REPUBLIKA.CO.ID, JAKARTA -- Para pemangku kebijakan perfilman Indonesia menyepakati untuk dilakukan proses seleksi internal dari pihak bioskop terhadap film yang layak tayang. Langkah ini perlu dilakukan untuk menyeleksi film yang bisa menurunkan kualitas film nasional.
Asumsi ini dilatari dengan menjamurnya film minim kualitas itu justru bisa berdampak terhadap semakin melorotnya penonton yang ingin menyaksikan film nasional di bioskop-bioskop Tanah Air.

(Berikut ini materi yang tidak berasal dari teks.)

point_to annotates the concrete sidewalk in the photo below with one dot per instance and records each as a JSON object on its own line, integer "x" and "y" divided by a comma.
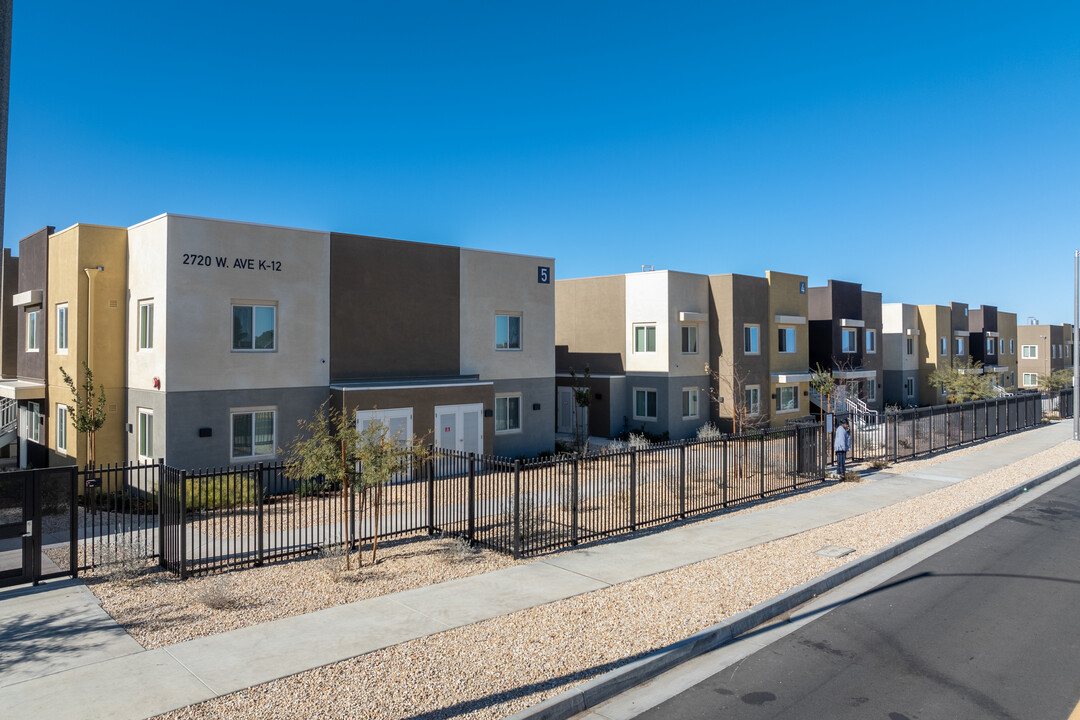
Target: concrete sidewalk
{"x": 71, "y": 663}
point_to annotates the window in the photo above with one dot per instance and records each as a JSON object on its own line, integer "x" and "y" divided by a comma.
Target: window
{"x": 31, "y": 330}
{"x": 753, "y": 399}
{"x": 508, "y": 331}
{"x": 787, "y": 398}
{"x": 62, "y": 328}
{"x": 146, "y": 326}
{"x": 645, "y": 338}
{"x": 750, "y": 339}
{"x": 785, "y": 340}
{"x": 62, "y": 428}
{"x": 145, "y": 434}
{"x": 689, "y": 339}
{"x": 645, "y": 404}
{"x": 253, "y": 434}
{"x": 689, "y": 402}
{"x": 849, "y": 341}
{"x": 253, "y": 327}
{"x": 508, "y": 413}
{"x": 34, "y": 418}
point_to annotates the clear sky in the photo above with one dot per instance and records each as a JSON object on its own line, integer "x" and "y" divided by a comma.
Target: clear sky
{"x": 928, "y": 150}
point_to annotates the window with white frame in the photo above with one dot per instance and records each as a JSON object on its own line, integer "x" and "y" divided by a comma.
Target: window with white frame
{"x": 62, "y": 328}
{"x": 253, "y": 433}
{"x": 785, "y": 340}
{"x": 145, "y": 435}
{"x": 689, "y": 403}
{"x": 787, "y": 398}
{"x": 751, "y": 345}
{"x": 689, "y": 339}
{"x": 62, "y": 428}
{"x": 645, "y": 404}
{"x": 849, "y": 341}
{"x": 508, "y": 413}
{"x": 34, "y": 419}
{"x": 508, "y": 331}
{"x": 645, "y": 338}
{"x": 146, "y": 325}
{"x": 753, "y": 399}
{"x": 31, "y": 330}
{"x": 254, "y": 327}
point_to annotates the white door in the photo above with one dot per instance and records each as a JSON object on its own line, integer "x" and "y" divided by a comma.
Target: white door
{"x": 460, "y": 428}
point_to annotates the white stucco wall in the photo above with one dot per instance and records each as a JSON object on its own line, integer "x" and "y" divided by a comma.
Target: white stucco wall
{"x": 248, "y": 263}
{"x": 499, "y": 283}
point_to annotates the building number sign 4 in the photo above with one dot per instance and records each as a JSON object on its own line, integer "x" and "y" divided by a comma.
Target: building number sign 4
{"x": 230, "y": 263}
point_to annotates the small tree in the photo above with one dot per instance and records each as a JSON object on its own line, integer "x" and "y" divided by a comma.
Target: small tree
{"x": 582, "y": 398}
{"x": 88, "y": 410}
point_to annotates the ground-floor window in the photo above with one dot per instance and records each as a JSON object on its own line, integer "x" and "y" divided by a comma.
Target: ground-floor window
{"x": 645, "y": 404}
{"x": 253, "y": 433}
{"x": 508, "y": 413}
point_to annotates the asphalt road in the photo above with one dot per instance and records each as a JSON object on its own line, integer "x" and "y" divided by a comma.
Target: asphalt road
{"x": 989, "y": 627}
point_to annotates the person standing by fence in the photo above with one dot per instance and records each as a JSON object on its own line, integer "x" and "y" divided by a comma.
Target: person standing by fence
{"x": 841, "y": 445}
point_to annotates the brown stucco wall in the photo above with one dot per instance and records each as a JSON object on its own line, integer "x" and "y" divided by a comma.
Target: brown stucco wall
{"x": 394, "y": 309}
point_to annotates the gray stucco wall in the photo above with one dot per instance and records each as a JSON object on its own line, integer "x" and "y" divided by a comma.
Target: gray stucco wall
{"x": 538, "y": 426}
{"x": 186, "y": 412}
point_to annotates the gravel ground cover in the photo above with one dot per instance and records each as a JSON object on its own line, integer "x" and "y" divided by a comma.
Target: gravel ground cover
{"x": 500, "y": 666}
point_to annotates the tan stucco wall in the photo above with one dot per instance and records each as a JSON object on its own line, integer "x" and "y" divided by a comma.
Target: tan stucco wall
{"x": 494, "y": 283}
{"x": 95, "y": 330}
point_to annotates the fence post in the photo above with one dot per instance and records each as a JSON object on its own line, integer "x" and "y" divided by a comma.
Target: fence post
{"x": 183, "y": 492}
{"x": 574, "y": 500}
{"x": 259, "y": 505}
{"x": 472, "y": 496}
{"x": 682, "y": 479}
{"x": 430, "y": 466}
{"x": 517, "y": 508}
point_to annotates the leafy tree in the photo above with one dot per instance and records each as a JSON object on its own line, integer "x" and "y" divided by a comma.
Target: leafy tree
{"x": 963, "y": 381}
{"x": 88, "y": 410}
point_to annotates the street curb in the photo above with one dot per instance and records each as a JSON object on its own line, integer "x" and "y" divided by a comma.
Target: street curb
{"x": 613, "y": 682}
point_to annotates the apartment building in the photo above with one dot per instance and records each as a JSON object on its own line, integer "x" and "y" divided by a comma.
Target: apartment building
{"x": 213, "y": 338}
{"x": 901, "y": 350}
{"x": 644, "y": 338}
{"x": 1043, "y": 349}
{"x": 846, "y": 338}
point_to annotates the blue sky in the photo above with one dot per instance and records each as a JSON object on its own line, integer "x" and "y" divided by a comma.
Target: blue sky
{"x": 929, "y": 150}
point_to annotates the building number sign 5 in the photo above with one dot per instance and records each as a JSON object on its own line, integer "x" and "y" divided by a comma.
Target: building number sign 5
{"x": 231, "y": 263}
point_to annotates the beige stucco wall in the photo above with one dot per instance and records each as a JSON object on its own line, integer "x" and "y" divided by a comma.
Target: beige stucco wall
{"x": 95, "y": 330}
{"x": 196, "y": 324}
{"x": 494, "y": 283}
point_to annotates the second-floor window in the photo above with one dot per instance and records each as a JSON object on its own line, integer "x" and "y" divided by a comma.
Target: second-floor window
{"x": 254, "y": 327}
{"x": 785, "y": 340}
{"x": 62, "y": 328}
{"x": 849, "y": 341}
{"x": 508, "y": 331}
{"x": 645, "y": 338}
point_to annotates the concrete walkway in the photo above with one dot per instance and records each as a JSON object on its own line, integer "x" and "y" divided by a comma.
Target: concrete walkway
{"x": 62, "y": 657}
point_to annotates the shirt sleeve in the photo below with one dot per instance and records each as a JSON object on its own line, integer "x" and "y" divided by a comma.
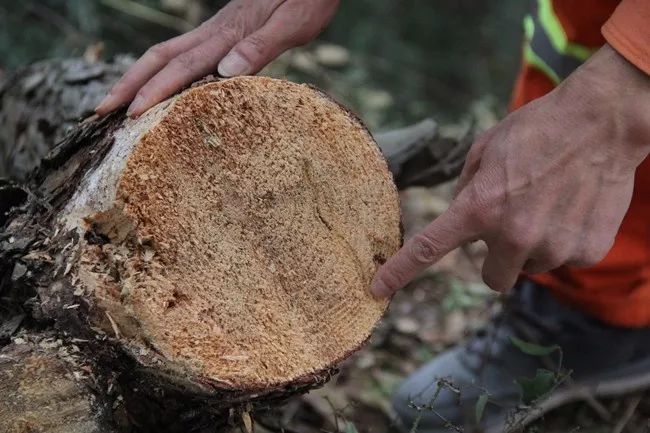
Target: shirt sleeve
{"x": 628, "y": 31}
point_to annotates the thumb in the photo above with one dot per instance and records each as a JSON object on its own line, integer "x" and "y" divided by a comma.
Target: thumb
{"x": 447, "y": 232}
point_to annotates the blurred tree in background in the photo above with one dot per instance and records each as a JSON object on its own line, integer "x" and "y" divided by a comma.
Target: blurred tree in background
{"x": 403, "y": 60}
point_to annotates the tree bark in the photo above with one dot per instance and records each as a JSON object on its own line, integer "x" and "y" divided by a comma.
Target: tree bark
{"x": 106, "y": 382}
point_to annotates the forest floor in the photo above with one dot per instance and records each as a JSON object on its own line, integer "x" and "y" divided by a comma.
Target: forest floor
{"x": 437, "y": 311}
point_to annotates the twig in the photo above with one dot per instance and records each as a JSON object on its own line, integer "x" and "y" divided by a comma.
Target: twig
{"x": 629, "y": 411}
{"x": 147, "y": 13}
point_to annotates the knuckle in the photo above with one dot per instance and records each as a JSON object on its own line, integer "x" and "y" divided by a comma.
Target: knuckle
{"x": 591, "y": 257}
{"x": 552, "y": 259}
{"x": 160, "y": 51}
{"x": 520, "y": 237}
{"x": 493, "y": 282}
{"x": 424, "y": 250}
{"x": 482, "y": 210}
{"x": 256, "y": 44}
{"x": 183, "y": 61}
{"x": 229, "y": 34}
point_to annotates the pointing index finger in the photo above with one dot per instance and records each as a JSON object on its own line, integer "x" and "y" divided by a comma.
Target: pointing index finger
{"x": 447, "y": 232}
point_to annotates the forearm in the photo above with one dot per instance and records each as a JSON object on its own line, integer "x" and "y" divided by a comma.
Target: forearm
{"x": 613, "y": 95}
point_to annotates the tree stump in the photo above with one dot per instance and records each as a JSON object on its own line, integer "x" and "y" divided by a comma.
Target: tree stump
{"x": 213, "y": 255}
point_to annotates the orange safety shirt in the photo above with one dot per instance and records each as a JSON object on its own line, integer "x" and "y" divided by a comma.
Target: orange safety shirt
{"x": 560, "y": 35}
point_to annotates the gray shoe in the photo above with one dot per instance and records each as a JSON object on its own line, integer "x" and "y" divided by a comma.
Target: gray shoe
{"x": 596, "y": 359}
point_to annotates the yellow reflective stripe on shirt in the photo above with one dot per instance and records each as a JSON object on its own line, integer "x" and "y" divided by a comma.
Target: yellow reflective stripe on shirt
{"x": 555, "y": 32}
{"x": 531, "y": 57}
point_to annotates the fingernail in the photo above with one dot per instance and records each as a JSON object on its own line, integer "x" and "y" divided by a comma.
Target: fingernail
{"x": 135, "y": 107}
{"x": 234, "y": 64}
{"x": 379, "y": 289}
{"x": 106, "y": 103}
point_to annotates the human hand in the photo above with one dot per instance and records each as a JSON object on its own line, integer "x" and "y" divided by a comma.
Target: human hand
{"x": 547, "y": 186}
{"x": 240, "y": 39}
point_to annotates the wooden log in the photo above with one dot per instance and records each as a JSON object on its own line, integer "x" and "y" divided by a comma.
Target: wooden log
{"x": 216, "y": 253}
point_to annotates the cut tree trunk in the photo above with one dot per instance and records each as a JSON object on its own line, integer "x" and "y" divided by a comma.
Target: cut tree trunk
{"x": 213, "y": 255}
{"x": 170, "y": 273}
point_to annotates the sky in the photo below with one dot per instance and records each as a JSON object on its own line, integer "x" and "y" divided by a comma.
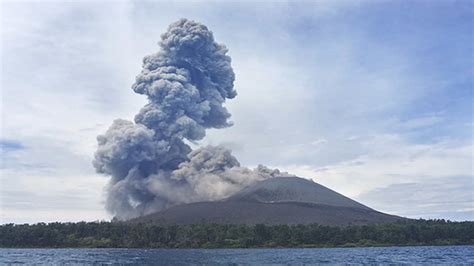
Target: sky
{"x": 371, "y": 99}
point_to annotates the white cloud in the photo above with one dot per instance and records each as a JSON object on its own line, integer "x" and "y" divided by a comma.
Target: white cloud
{"x": 317, "y": 97}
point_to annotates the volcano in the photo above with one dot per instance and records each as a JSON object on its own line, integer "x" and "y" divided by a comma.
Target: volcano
{"x": 279, "y": 200}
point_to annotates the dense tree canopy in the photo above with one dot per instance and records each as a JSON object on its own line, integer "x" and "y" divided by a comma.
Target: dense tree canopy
{"x": 150, "y": 235}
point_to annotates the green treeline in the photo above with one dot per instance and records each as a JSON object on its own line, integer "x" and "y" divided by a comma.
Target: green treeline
{"x": 149, "y": 235}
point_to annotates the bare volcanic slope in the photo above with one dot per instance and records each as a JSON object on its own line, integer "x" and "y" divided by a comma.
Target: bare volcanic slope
{"x": 279, "y": 200}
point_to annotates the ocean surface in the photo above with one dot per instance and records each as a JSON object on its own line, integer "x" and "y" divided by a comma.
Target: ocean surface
{"x": 378, "y": 255}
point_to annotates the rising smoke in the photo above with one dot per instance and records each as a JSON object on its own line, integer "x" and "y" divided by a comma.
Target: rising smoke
{"x": 151, "y": 166}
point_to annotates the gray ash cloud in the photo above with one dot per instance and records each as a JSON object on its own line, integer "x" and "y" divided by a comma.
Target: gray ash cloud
{"x": 151, "y": 167}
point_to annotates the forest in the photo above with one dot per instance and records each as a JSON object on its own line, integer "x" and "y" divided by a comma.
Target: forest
{"x": 153, "y": 235}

Hal tersebut menjadi benang merah dari hasil diskusi bertajuk "Meningkatkan Minat Penonton Film Nasional" yang digelar di Jakarta. Hadir dalam diskusi tersebut Ketua Badan Perfilman Indonesia (BPI), Kemala Atmodjo; Ketua Umum Gabungan Pengusaha Bioskop Seluruh Indonesia (GPBSI), Djonny Syafruddin; serta Ody Mulya Hidayat (Persatuan Produser Film Indonesia).
Kemala sepakat jika pemilik gedung bioskop bisa melakukan seleksi internal. Kalau bioskop menganggap suatu film itu layak tayang maka sepatutnya diberikan kemudahan. “Ini dianalogikan dengan toko buku yang berhak menolak buku-buku yang dianggap jelek,” kata dia.
Ody juga setuju dengan usulan tersebut. Ody menilai sejauh ini masih banyak film nasional yang berkualitas rendah itu menghiasi layar bioskop Tanah Air. Menurut dia, hal tersebut sangat berpengaruh terhadap minat penonton untuk menyaksikan film-film nasional. “Jumlah penonton bisa tambah drop bila tidak diseleksi,” ujarnya.
Djonny menilai usulan semacam itu diharapkan bisa menjadi jalan keluar atas persoalan masih rendahnya kualitas film nasional. Ia meyakini dengan masih banyaknya film minim berkualitas tayang akan bisa berimbas pada rendahnya tingkat penonton film nasional. “Untuk itu saya setuju adanya seleksi yang dilakukan oleh bioskop. Itu penting dicatat!” katanya.
Djonny juga menepis tudingan bahwa tidak ada rasa nasionalisme hanya karena lebih mengutamakan film-film impor ketimbang film nasional. Padahal, lanjut Djonny, bioskop di Indonesia sebenarnya memberi kesempatan banyak kepada film nasional, namun justru hal itu menurunkan jumlah penonton.
“Apanya yang tidak nasionalis? Pernah bioskop menghentikan jadwal tayang film asing, meski masih berpotensi meraup banyak penonton, yakni sekitar 400 penonton. Sebagai gantinya, ditayangkan film nasional. Namun kenyataannya, film tersebut ternyata hanya ditonton oleh 3o-an orang,” katanya.